Tom Brolly

Personal information
- Full name: Thomas Henry Brolly
- Date of birth: 1 June 1912
- Place of birth: Belfast, Northern Ireland
- Date of death: June 1986 (aged 74)
- Place of death: Sutton, England
- Position(s): Half-back

Senior career*
- Years: Team / Apps / (Gls)
- 1931–1933: Crusaders
- 1932–1933: Glenavon
- 1933–1935: Sheffield Wednesday / 2 / (0)
- 1935–1940: Millwall / 133 / (7)
- 1945–1950: Millwall / 98 / (1)
- Total:  / 233 / (8)

International career
- 1937–1939: Northern Ireland / 4 / (0)

= Tom Brolly =

Northern Irish footballer (1912–1986)

Thomas Henry Brolly (1 June 1912 – June 1986) was a Northern Irish international footballer who played as a half-back. He spent the majority of his career at Millwall, making a total of 263 appearances and scoring 11 goals in all competitions. He spent two spells with Millwall, fighting in World War II in between.
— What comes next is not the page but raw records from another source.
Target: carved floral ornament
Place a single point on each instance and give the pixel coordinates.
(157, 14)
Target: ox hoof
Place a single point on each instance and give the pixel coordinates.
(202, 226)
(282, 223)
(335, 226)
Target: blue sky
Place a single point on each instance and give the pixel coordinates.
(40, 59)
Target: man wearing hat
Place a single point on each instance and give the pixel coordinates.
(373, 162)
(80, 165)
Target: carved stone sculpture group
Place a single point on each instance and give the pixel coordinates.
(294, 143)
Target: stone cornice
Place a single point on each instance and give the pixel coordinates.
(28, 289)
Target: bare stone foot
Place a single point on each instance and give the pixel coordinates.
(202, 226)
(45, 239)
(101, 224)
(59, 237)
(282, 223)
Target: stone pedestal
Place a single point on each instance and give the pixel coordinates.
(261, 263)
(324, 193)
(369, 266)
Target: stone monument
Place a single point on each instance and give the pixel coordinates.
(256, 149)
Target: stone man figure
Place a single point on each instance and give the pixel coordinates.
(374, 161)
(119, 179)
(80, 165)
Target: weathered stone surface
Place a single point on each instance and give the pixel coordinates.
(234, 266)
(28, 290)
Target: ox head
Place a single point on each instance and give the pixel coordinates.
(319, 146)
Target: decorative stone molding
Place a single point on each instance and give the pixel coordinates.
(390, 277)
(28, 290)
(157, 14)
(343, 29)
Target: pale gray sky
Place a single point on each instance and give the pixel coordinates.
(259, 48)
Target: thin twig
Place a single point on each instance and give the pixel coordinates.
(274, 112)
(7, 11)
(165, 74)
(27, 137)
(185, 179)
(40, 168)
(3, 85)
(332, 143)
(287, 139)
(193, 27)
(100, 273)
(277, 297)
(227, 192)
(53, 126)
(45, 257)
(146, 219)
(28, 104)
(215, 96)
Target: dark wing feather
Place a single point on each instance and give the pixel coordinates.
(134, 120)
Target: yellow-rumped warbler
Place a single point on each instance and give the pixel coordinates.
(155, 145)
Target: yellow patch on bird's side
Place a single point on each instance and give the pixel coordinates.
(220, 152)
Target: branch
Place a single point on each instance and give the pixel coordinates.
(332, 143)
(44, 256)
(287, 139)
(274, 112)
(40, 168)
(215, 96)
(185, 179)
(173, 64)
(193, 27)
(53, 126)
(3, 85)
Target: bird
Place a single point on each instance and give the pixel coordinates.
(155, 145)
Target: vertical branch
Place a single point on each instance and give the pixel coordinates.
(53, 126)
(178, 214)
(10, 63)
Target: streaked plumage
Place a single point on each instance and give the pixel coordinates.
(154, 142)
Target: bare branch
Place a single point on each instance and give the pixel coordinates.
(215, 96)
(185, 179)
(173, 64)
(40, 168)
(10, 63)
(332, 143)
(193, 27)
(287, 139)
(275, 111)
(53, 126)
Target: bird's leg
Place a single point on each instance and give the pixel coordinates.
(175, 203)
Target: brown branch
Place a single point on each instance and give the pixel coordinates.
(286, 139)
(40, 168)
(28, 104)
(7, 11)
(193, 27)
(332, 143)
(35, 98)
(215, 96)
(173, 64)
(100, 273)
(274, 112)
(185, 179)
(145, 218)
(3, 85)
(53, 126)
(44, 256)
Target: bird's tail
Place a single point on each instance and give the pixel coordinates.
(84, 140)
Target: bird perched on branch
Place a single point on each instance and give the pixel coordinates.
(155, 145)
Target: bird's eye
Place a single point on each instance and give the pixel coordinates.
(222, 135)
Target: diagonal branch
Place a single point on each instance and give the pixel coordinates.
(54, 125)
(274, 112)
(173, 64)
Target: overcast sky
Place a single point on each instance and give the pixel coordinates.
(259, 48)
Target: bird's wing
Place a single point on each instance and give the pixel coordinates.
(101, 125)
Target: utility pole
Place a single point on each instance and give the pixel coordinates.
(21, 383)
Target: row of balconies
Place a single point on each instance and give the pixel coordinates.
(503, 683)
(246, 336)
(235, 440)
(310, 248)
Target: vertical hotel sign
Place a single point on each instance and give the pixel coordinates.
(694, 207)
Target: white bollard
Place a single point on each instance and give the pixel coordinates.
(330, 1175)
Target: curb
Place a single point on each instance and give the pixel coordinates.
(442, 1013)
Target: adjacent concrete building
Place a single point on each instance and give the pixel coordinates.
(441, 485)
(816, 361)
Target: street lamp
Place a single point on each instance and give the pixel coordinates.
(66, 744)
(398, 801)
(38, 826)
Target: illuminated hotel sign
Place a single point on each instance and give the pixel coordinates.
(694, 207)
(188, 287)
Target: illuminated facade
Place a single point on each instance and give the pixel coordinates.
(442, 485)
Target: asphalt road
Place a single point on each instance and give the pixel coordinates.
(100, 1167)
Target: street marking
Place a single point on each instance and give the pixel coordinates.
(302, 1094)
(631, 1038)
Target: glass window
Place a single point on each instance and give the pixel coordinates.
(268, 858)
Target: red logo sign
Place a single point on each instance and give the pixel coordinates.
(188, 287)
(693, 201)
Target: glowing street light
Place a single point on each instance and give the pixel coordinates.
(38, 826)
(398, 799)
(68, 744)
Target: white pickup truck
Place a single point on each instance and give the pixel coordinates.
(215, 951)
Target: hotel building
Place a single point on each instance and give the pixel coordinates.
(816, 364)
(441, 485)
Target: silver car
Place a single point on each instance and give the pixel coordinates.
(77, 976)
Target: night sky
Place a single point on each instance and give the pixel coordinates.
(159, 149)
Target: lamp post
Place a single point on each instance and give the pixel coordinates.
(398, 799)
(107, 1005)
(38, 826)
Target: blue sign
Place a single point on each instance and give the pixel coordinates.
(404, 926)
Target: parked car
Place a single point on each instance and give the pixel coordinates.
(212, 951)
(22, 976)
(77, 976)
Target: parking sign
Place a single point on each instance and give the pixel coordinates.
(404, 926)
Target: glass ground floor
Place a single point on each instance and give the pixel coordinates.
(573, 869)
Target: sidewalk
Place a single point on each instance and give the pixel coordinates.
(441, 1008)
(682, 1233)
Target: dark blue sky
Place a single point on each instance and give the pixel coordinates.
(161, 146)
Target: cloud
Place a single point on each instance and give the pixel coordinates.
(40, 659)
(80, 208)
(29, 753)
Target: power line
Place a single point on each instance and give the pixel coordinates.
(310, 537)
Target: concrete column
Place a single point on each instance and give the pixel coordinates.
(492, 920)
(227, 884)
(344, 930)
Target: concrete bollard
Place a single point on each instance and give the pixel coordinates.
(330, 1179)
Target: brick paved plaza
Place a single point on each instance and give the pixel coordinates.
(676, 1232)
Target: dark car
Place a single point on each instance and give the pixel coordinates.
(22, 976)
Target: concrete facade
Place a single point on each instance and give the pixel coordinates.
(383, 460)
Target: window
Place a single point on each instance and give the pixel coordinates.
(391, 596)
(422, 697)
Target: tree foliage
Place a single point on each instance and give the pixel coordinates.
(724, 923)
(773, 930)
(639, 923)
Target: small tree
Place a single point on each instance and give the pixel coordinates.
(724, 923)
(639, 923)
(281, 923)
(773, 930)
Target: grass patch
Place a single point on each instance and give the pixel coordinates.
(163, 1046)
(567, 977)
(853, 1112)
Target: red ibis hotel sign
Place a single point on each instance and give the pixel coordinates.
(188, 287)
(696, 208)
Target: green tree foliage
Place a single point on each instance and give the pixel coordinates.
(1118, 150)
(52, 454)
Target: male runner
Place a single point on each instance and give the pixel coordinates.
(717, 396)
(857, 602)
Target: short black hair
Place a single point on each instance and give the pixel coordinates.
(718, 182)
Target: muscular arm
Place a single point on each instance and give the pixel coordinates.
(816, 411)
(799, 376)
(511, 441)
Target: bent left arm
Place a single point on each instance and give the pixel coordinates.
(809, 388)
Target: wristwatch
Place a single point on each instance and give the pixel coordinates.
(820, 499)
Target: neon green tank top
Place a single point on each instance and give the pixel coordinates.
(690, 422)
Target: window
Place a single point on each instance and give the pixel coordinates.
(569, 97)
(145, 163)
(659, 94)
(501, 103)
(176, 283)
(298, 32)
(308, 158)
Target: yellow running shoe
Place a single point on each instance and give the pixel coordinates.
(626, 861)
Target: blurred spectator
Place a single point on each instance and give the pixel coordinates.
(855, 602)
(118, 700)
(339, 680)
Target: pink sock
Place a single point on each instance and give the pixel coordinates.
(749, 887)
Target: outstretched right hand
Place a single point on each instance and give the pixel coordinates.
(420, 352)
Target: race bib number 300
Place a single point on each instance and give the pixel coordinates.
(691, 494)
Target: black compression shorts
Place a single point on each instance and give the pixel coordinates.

Brolly won the Football League Third Division South championship with Millwall in 1938, and reached the FA Cup semi-final in the same season. . He was capped four times for Northern Ireland, playing in two games against Wales in 1937 and 1938 and against England and Wales in 1939. Later in his career he was a trainer at Crystal Palace, Chelmsford City, and at Ipswich Town with Bobby Robson. Brolly was nicknamed "The Professor" while coaching at the Robert Browning Institute in Walworth.